Having children is a wonderful time, which brings a mixed bag of emotions. In those first months and years, new parents experience the highest highs and the lowest lows. And while new parents will often talk openly about the impact that having small children has on their sleep, they might be less upfront about how their baby’s arrival has affected their relationship as parents. We unpack how to help your relationship survive having children.
When Yvonne and Mark were newlyweds, they remember the fireworks that flew across the room.
“He could be standing anywhere,” Yvonne recalls. “I swear I could feel his presence.”
“I know it sounds corny and our friends used to tease us, but I could literally sense which direction she was in,” Mark laughs.
Fulfilled by each other and progressing in their professional lives, they would often work late, still make time to exercise or socialise and at the end of the day race home to be together.
Fast-forward 19 months, and life for Yvonne and Mark is very different. The couple have blazing rows, often ending in a few days of stone silence.
Yvonne feels exhausted with a nine-month-old, a part-time job that doesn’t offer her career growth and what feels like a never-ending mountain of housework and washing that lives atop her beloved couch.
Mark is putting in extra hours at work, having recently been promoted but feeling overwhelmed with all the new responsibility both at work and on the home front. He says that when he comes home now, “Vonnie seems too busy or distracted to show any interest in what’s happened in my day.”

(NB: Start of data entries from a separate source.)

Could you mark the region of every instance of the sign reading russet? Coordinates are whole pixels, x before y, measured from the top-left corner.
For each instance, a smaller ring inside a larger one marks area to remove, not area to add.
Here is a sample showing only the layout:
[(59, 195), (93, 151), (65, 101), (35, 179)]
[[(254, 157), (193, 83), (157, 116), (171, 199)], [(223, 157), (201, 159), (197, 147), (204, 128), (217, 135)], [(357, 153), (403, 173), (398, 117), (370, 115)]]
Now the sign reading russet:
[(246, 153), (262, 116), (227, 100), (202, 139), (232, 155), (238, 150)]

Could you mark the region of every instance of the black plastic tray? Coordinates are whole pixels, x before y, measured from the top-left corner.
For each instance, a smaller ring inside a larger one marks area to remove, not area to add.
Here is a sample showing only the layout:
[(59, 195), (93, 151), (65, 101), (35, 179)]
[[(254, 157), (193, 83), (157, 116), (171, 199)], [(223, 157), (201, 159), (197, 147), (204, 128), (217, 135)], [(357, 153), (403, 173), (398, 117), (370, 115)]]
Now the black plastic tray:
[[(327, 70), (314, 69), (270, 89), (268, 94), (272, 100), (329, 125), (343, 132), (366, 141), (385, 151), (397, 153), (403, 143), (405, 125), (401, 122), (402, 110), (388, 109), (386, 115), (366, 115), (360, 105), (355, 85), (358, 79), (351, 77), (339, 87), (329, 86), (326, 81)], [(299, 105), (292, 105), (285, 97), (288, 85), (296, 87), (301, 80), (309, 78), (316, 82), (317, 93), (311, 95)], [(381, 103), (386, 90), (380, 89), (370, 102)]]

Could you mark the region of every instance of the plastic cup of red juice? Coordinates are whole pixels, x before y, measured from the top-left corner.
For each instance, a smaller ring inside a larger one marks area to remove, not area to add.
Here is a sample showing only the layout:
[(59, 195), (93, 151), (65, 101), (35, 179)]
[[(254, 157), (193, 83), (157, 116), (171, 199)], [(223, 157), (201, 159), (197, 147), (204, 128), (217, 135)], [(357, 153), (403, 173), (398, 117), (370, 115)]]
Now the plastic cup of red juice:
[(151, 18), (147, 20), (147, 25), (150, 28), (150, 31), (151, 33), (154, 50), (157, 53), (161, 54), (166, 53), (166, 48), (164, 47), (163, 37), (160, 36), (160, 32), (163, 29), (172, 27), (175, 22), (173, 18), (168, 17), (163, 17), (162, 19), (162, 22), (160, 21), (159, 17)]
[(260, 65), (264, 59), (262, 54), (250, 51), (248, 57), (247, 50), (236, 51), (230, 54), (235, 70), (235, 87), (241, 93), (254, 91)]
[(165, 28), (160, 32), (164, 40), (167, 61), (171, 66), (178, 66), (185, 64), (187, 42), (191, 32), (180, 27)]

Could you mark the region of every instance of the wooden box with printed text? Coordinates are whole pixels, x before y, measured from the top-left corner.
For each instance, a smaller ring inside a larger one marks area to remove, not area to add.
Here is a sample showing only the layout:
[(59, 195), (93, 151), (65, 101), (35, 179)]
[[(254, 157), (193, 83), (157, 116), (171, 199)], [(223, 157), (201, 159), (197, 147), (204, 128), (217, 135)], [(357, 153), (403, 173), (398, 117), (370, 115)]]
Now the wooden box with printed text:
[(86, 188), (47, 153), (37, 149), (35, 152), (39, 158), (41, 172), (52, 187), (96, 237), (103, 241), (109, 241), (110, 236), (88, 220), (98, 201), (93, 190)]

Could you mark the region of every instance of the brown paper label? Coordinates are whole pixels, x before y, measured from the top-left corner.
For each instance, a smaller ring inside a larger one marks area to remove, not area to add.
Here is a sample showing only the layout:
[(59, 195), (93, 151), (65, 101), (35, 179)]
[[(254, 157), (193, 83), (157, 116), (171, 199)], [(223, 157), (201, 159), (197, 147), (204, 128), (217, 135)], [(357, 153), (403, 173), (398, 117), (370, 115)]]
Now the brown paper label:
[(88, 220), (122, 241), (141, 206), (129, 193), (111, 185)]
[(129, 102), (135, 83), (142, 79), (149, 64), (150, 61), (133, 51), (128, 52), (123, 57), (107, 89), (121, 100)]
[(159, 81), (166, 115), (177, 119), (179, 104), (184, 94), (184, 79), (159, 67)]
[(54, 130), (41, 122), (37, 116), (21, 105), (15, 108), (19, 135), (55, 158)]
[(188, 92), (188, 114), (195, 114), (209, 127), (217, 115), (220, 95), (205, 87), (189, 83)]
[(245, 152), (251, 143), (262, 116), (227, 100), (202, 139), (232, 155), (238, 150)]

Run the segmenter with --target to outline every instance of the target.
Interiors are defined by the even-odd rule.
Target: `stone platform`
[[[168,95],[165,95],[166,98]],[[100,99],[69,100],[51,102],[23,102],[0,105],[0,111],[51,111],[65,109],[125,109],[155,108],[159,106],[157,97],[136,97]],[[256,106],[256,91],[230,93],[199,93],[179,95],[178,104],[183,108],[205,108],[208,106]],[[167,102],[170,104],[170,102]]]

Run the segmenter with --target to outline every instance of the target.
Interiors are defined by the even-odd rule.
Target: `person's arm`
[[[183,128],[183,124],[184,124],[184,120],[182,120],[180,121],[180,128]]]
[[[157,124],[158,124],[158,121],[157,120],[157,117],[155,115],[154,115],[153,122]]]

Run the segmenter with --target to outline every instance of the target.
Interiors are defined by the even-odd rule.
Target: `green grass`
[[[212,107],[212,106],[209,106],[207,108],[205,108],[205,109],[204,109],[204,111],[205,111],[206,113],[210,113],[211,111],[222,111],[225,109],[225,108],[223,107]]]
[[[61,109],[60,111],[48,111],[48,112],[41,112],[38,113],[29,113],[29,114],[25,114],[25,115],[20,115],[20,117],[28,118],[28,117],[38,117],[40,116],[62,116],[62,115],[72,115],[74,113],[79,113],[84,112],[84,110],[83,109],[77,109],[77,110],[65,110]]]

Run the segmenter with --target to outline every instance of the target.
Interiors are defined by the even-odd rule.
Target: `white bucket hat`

“Things changed after we had Maddie. I knew they would, but I didn’t realise how much our relationship dynamic would shift. We were totally unprepared for the new realities of life,” Mark says. “Vonnie is an amazing mum, and I can’t fault her mothering, but as the girls strengthen their bond, mine and Vonnie’s dwindles. Our intimacy has taken a hit and without sounding petulant, I kind of feel like I come last.”
“Maybe second last,” Yvonne responds, “because after looking after Maddie and your needs, making dinner, cleaning the house and trying to stay on top of my own work, I don’t really have a second to myself. And yes, the last thing I have energy for at the moment is intimacy.”
Yvonne and Mark are not alone. Like the research suggests, a high percentage of new parents find themselves in stressful unchartered waters when making the transition from ‘just the two of us’ to ‘and baby makes three’. One study showed 20-59% of couples had a significant drop in their relationship satisfaction in the first 18 months after having a baby.
Another study by the Gottman Institute in Seattle found that within three years of the birth of a child, approximately two-thirds of couples reported a decline in the quality of their relationship. Additionally, it found that within five years of the birth of a first child, 13% of marriages ended in divorce.
Resolving relationship problems as new parents
Maintaining a marriage or relationship after you’ve had a baby takes a lot of time and energy, of which you will both be in short supply. Lack of sleep and upended routines can unfortunately lead to a more contentious household, with little patience to resolve conflicts.
To re-establish good communication, take the time to hear each other out before responding. If you do lose your temper in the moment, apologise and make amends when you have calmed down. The blame game is a slippery slope and if you can try communicating openly and calmly with each other, it will go a long way in repairing and rebuilding the relationship.
With a new baby, there are often differing opinions – we all know how we were brought up and may not agree with our partner’s approach. In most cases, if parents can come to an agreement on the decision-making process, it will ease the tension. Negotiate and co-operate with respect and you’ll surprise yourselves at how something that usually triggers you both, can be discussed calmly.
Of course, if you are having trouble finding common ground, relationship counselling may be the next step. A counsellor can help you recognise the route of the tension, be open and honest with each other, and most importantly, fully understand each other’s needs.
Moving forward together
With just four weeks of relationship counselling, Yvonne and Mark are already taking steps toward healing some of their wounds. Counselling has helped them tackle the main stressors babies bring – money, quality time together and sleep, and they are looking forward to the progress future sessions will bring.
“Date nights,” Yvonne quips. “We’re usually knackered and bleary-eyed and it’s just a trip to the local sushi-train, but we’re laughing again and communicating without distractions, even if it’s just for an hour or two.”
They have also drawn up a budget to give them both peace of mind about month-to-month expenses and are committed to keeping the tough conversations calm.
“Sunday mornings are now ‘daddy-daughter’ time and Vonnie gets to sleep-in while Maddie and I have some time together at our local park. We now spend Sunday afternoons together as a family, a ritual that is fun and easy to maintain.
“I feel like we’re getting back on track, and I guess most importantly, working as a team again,” Mark proudly declares.